Тогда обернулся и Лёнька. И тоже заметил звезду.

Его лицо посуровело и запечалилось. Так смотрят вдогонку уходящему поезду, который больше не увидишь. Составу, следующему в один конец.

-- Теперь главное -- не заблудиться, -- сказал Лёнька, поворачиваясь ко мне.

"Теперь главное -- не уйти на север", -- подумал я, вспомнив рисунок меж окнами средней палаты заброшенного корпуса. Косматая голова, глядящая поверх высоких ёлок.

Но вслух я ничего не сказал.

Мы добрались до лагеря на рассвете. Уже подняли всех. Народ крутился у корпусов, ожидая команды выдвигаться на завтрак. Лёнька ободряюще хлопнул меня по плечу и поспешил к своим. На меня же наскочил Килька.

-- Из соседней палаты Санчес и Чувырло исчезли, -- торжественно и зловеще прошептал он. -- Нас тринадцать теперь.

-- И что, теперь твой Яг-Морт одного из нас пропишет в лесные духи?

-- Чё ж он мой-то? -- обиделся Килька. -- Он ничей пока. Если тебя пропишет, твоим станет.

И свинтил по дорожке к столовой, где уже стучали ложками вожатые.

Я призадумался.

А что, если выберут меня?

Там, у дороги, злобная тварь за кустами.

И тень, закрывавшая путь к лагерю, когда мы с Лёнькой шарились по лесу. Тень, которую я успел увидеть, а Лёнька нет.

Фигура в оконном проёме. Таинственный гость, с которым я и Большой Башка столкнулись в ночь мести. За Кабанцом то чудище не побежало.

"За тобой есть кому охотиться, -- вспомнил я слова Вэрсы. -- Заступать им дорогу я не собираюсь". Вот только после этой тяжкой ночи встреча с лешим начинала мне казаться давним полузабытым сновидением.

Манящие запахи еды тянули нас к столовой. Я твёрдо знал лишь одно: после завтрака завалюсь спать. Держаться больше нету сил. Даже если во сне меня поджидает Фредди Крюгер, я пойду ему навстречу. Быть может, лишь потому, что в страну ночных кошмаров, где властвует Фредди, побоится сунуться тот, кто взирает на мир поверх ёлочных верхушек.

Глава 1

5

Главный враг

Спал я днём неспокойно. В палате не было никого. По идее кто-то должен греметь ведром и шуршать веником. Килька или Жорыч. По идее Большой Башка должен разозлиться, что я беззаботно дрыхну среди дня, и резко сбросить меня с кровати. Я помнил об этом краем сознания, но в импульсивных пробуждениях глаза никого не ухватывали в комнате, и я счастливо проваливался обратно в сновидения. Вот только сновидения счастливыми назвать не получалось.
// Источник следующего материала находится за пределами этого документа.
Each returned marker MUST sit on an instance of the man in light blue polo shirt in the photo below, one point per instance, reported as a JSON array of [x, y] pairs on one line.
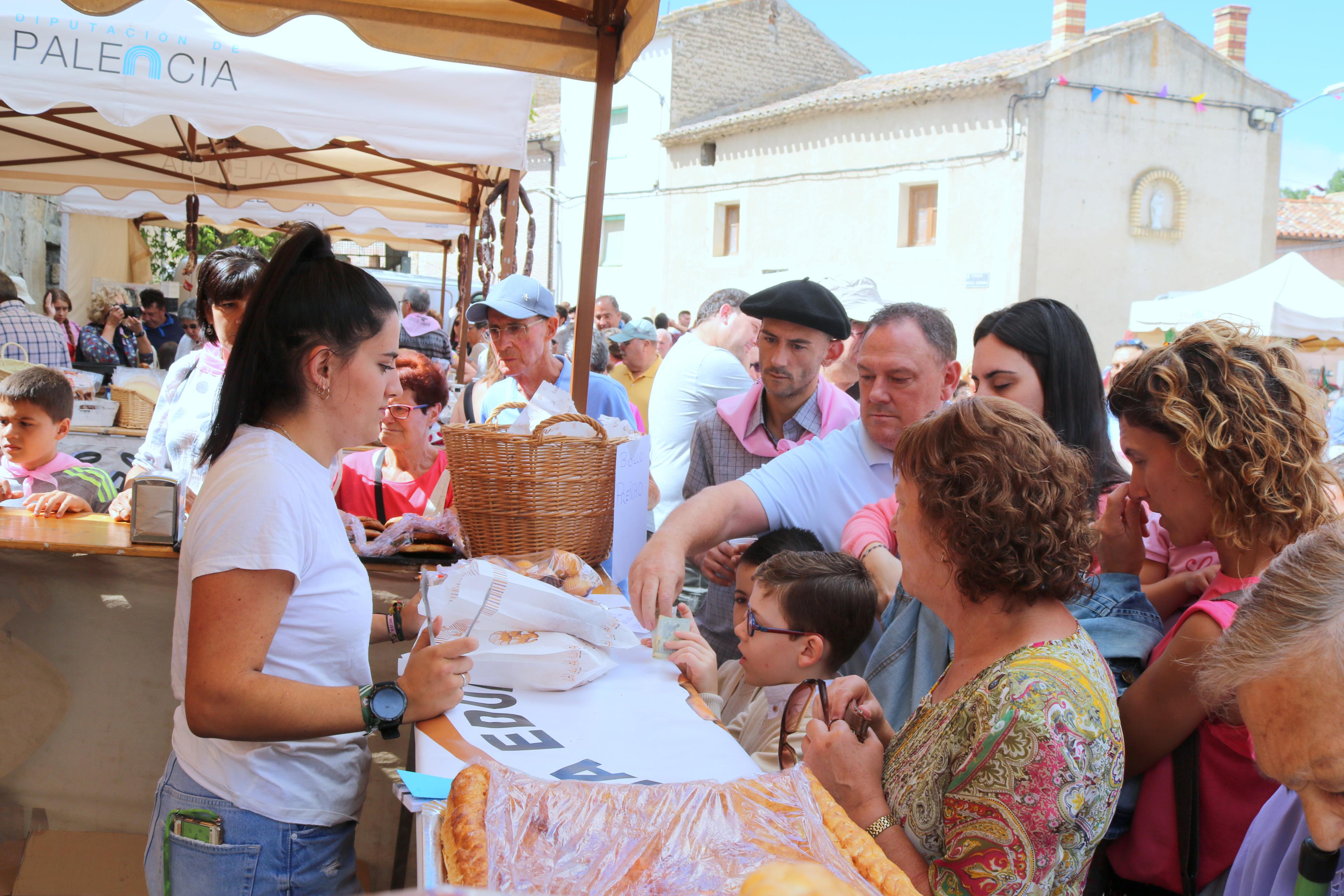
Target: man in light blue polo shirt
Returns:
[[519, 319]]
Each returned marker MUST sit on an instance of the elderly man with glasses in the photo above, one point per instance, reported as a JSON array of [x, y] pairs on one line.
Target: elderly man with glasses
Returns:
[[521, 320]]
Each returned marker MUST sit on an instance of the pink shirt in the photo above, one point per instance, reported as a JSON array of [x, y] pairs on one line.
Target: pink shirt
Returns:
[[357, 488], [1232, 790], [1158, 547], [869, 524]]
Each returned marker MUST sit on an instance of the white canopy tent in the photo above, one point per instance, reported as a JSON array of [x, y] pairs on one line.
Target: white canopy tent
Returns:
[[1288, 299], [161, 98], [365, 226]]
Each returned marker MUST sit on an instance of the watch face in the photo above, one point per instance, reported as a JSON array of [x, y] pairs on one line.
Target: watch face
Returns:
[[388, 703]]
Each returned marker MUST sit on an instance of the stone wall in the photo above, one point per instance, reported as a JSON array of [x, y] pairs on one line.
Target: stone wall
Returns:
[[27, 226]]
Сны выталкивают события дней, давно позабытых. Таких, какие не хочется вспоминать. А тут они всплывают из неведомой глубины. И словно происходят снова. Там, во сне, пока не пробудишься, всё кажется настоящим. И пережитые чувства уносишь с собой в явь.

Я снова ругался с мамой. Где-то я провинился, и она мне резко что-то сказала. А я уже рассердился. А я уже завёлся до невозможности. И её фраза оказалась последним, после чего во мне вспыхнул вулкан, выплеснувшийся наружу в отчаянной злобной ругани.
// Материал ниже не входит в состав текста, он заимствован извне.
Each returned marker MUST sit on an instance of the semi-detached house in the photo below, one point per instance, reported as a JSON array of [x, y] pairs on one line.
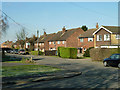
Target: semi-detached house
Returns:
[[107, 37]]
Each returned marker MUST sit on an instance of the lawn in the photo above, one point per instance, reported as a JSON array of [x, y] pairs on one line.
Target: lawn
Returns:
[[24, 70]]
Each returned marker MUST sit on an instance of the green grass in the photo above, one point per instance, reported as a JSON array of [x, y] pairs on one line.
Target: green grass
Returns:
[[24, 70]]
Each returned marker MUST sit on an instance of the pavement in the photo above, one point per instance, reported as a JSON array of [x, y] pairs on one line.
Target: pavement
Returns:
[[78, 73]]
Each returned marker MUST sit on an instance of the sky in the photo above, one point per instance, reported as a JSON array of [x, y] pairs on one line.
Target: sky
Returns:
[[52, 16]]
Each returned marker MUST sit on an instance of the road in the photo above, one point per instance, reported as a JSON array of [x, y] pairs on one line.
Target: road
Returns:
[[94, 74]]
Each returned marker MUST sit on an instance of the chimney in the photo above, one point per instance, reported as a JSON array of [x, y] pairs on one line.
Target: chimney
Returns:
[[97, 26], [63, 29], [45, 33]]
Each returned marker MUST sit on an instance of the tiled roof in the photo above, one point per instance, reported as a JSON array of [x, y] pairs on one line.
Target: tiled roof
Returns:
[[60, 36], [113, 29], [88, 33]]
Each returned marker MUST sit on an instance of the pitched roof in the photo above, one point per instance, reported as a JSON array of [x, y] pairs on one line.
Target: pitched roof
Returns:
[[44, 38], [60, 36], [88, 33], [113, 29], [110, 29]]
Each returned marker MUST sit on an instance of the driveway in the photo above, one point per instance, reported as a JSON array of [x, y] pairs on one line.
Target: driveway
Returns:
[[94, 74]]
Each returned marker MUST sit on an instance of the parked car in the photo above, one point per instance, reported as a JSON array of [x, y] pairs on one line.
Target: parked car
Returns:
[[21, 51], [113, 60]]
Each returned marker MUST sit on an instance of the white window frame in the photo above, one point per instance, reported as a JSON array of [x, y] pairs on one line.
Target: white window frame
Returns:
[[90, 39], [81, 40], [49, 42], [117, 36], [63, 42], [105, 37], [58, 42], [98, 37]]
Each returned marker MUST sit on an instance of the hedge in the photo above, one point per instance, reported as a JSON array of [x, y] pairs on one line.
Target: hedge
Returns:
[[36, 53], [87, 52], [68, 52], [58, 51], [100, 54]]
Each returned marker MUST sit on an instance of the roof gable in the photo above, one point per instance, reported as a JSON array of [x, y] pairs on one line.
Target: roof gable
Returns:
[[100, 29]]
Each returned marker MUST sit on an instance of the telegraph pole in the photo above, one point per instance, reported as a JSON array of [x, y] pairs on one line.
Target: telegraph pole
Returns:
[[38, 41]]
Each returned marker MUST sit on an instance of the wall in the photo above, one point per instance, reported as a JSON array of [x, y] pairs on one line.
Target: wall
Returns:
[[99, 43], [114, 41], [72, 41]]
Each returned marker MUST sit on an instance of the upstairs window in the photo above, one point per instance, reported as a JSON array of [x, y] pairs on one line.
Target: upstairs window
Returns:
[[49, 42], [106, 37], [99, 37], [90, 39], [58, 42], [81, 39], [117, 36]]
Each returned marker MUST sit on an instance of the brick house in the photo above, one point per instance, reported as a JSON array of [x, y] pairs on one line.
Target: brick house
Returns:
[[65, 38], [43, 42], [7, 44], [107, 37], [86, 40]]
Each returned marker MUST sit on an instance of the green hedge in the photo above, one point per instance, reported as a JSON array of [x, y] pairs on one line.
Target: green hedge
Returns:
[[58, 51], [68, 52], [36, 53], [87, 52], [100, 54]]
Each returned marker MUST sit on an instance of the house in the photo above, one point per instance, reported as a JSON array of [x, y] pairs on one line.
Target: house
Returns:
[[107, 37], [7, 44], [43, 43], [86, 40], [65, 38]]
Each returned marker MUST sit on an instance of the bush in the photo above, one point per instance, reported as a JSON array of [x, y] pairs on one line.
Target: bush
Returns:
[[36, 53], [100, 54], [87, 52], [58, 51], [68, 53]]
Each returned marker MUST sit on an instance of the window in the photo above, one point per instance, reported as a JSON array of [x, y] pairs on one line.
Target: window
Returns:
[[53, 42], [84, 49], [81, 39], [117, 36], [106, 37], [63, 42], [90, 39], [58, 42], [99, 37], [49, 42]]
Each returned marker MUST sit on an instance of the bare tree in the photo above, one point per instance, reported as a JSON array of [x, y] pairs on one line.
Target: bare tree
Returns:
[[3, 24], [21, 37]]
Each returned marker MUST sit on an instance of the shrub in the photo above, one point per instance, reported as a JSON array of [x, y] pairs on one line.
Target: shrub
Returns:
[[58, 51], [73, 53], [68, 52], [100, 54], [87, 52]]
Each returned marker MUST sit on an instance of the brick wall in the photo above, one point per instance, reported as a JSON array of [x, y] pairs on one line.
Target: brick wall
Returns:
[[72, 41], [99, 43], [85, 44]]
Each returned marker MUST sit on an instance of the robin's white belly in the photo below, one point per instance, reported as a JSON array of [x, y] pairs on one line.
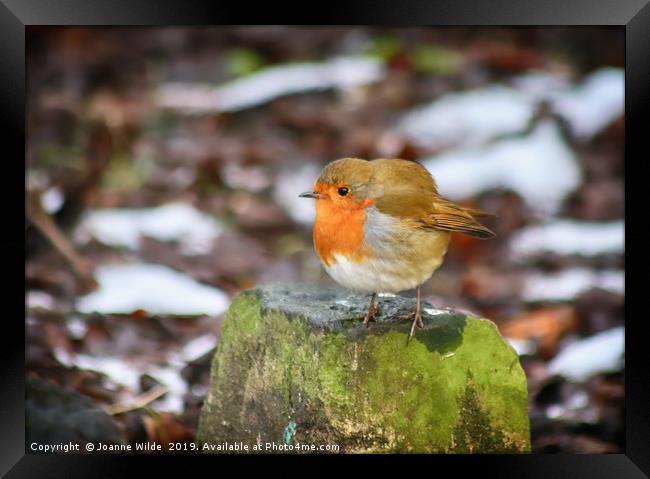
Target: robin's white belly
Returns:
[[394, 265], [377, 275]]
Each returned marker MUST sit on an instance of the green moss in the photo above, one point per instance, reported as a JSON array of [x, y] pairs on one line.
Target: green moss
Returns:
[[457, 387]]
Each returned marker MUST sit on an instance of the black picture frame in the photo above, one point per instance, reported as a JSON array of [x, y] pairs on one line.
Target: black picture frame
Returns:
[[17, 15]]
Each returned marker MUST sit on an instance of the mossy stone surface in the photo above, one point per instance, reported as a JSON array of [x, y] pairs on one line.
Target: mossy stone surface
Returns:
[[295, 365]]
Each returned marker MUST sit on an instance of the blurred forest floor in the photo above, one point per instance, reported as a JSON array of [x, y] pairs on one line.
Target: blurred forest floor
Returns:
[[128, 118]]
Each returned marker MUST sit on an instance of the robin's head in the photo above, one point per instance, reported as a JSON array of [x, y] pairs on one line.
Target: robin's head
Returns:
[[350, 182], [345, 183]]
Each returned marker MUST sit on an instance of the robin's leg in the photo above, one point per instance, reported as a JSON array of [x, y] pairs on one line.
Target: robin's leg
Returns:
[[417, 320], [372, 310]]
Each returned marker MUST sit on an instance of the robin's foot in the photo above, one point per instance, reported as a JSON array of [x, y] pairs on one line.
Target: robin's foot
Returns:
[[417, 319], [372, 310]]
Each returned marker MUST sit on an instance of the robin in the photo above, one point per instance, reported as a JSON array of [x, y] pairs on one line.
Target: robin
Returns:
[[381, 226]]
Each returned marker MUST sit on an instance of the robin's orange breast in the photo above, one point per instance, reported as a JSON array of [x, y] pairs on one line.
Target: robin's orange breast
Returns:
[[366, 250], [340, 231]]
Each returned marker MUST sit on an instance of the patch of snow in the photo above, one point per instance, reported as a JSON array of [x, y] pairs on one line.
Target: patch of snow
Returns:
[[290, 182], [468, 118], [181, 222], [540, 167], [155, 288], [594, 104], [568, 284], [523, 347], [270, 83], [570, 237], [598, 354], [52, 200]]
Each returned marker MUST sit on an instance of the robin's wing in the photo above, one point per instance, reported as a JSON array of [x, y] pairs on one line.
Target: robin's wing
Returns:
[[434, 211], [447, 215]]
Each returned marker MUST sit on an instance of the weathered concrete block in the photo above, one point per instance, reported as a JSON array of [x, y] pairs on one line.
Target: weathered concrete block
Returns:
[[295, 365]]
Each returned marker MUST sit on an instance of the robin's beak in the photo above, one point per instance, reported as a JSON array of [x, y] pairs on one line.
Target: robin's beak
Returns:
[[312, 194]]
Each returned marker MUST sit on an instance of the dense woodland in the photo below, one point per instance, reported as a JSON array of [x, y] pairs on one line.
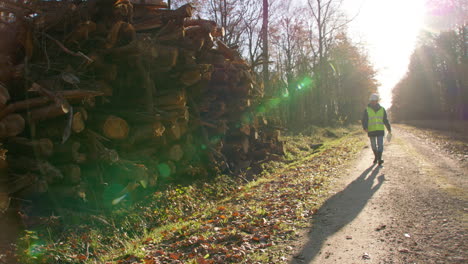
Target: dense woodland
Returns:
[[316, 75], [436, 84]]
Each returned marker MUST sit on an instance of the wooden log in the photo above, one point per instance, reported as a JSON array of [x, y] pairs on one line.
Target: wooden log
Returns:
[[4, 96], [167, 57], [129, 171], [81, 32], [11, 125], [27, 184], [47, 112], [71, 173], [177, 98], [77, 192], [47, 171], [154, 19], [114, 127], [146, 132], [73, 96], [78, 121], [176, 153], [41, 148], [121, 34], [150, 3], [97, 151], [4, 201], [69, 153]]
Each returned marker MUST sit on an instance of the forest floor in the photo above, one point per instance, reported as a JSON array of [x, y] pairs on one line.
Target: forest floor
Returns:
[[327, 205], [412, 210]]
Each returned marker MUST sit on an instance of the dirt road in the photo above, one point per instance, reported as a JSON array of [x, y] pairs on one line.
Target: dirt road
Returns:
[[412, 210]]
Я требовал, чтобы меня оставили в покое. Я орал так, будто передо мной провинился весь мир.

Это было в марте. Я помнил, как за окном пролетали крупные хлопья снега. Белые-белые, словно перья неведомой птицы, вырвавшейся из темницы и улетавшей сейчас в сказку, где живёт Счастье. Из той темницы, где мне пребывать навеки.
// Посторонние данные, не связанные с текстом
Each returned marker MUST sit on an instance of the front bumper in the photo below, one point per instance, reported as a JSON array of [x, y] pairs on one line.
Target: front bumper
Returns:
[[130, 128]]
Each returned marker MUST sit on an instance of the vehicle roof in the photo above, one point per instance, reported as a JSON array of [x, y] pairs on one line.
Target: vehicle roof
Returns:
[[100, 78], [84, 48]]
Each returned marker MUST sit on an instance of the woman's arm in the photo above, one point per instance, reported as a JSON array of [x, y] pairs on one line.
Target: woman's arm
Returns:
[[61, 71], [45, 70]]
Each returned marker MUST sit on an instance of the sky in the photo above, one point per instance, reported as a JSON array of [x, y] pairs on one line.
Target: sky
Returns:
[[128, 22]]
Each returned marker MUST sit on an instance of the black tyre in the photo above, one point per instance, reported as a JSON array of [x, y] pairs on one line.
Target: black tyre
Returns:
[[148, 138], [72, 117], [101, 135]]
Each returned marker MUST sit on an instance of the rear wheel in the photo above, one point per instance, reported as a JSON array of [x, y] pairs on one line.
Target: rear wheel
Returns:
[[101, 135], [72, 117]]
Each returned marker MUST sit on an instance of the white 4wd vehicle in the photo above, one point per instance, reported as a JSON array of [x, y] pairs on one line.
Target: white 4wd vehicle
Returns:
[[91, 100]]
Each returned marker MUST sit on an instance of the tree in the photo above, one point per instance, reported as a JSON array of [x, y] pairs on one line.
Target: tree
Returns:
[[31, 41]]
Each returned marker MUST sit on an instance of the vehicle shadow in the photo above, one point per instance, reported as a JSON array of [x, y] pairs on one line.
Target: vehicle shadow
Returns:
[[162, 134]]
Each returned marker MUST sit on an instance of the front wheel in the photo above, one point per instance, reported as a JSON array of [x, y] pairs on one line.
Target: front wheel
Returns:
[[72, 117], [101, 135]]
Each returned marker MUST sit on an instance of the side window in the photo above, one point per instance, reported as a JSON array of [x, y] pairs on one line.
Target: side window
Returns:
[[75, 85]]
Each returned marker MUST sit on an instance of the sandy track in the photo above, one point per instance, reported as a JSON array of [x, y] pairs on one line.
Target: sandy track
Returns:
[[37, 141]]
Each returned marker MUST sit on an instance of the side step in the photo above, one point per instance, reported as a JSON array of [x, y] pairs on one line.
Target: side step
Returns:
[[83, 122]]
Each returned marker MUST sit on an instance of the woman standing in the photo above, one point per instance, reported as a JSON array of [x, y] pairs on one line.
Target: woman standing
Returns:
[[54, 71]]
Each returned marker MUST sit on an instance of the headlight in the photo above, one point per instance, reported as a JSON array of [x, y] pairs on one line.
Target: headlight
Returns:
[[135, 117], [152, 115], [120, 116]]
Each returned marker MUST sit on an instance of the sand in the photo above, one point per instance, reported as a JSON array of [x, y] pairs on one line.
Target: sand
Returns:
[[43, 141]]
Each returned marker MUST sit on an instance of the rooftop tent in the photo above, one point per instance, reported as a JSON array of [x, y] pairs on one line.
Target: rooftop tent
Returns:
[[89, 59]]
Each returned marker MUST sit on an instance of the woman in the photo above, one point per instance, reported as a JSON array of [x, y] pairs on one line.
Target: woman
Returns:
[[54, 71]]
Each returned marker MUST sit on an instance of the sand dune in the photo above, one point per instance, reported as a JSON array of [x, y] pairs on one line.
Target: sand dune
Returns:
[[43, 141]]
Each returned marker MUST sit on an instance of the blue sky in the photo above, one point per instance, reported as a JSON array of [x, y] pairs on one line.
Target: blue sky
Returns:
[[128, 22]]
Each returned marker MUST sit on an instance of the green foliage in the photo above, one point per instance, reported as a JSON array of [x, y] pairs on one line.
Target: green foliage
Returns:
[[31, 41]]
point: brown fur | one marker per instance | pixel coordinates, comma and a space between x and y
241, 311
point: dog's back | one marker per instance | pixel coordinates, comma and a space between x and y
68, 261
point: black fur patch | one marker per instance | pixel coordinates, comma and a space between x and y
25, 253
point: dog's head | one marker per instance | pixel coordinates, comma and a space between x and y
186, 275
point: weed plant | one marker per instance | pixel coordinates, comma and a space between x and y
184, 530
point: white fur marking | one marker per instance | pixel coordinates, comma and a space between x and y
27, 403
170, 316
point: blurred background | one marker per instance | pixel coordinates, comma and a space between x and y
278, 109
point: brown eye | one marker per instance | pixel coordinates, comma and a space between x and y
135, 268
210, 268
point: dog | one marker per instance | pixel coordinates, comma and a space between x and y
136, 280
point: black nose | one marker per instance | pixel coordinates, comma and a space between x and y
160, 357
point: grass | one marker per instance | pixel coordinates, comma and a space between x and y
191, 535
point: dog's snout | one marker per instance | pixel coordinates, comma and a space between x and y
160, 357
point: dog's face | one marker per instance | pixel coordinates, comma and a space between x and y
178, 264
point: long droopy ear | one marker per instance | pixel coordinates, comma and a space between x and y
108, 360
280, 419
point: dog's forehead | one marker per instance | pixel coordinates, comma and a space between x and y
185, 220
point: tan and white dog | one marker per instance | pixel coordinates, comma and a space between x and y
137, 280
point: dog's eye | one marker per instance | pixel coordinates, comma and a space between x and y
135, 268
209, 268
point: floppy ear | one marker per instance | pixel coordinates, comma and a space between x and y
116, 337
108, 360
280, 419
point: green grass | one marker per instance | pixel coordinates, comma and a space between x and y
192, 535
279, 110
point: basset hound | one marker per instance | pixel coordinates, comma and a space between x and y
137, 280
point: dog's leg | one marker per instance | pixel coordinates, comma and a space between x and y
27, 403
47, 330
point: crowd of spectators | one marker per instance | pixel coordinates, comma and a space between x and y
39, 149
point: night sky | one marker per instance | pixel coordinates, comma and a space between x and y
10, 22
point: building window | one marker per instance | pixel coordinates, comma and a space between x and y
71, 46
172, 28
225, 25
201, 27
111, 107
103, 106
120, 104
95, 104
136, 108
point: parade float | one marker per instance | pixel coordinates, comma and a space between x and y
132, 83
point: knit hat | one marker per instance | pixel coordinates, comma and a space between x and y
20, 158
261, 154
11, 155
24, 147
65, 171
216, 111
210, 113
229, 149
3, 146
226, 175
Я не мог с этим смириться, поэтому, разбрызгивая слюни, громко орал на маму.

Она стояла, съёжившись, словно девчонка перед грозным взрослым, а я продолжал на неё орать.

А знаете, что самое поганое?

Самое поганое то, что сейчас я совершенно не помнил, за что тогда на неё наорал.

Очередное пробуждение мигом прогнало сон. Рядом с кроватью высилась тёмная фигура. Сердце захолонуло, прежде чем я осознал, что никакой это не Яг-Морт, а Ефим Павлович.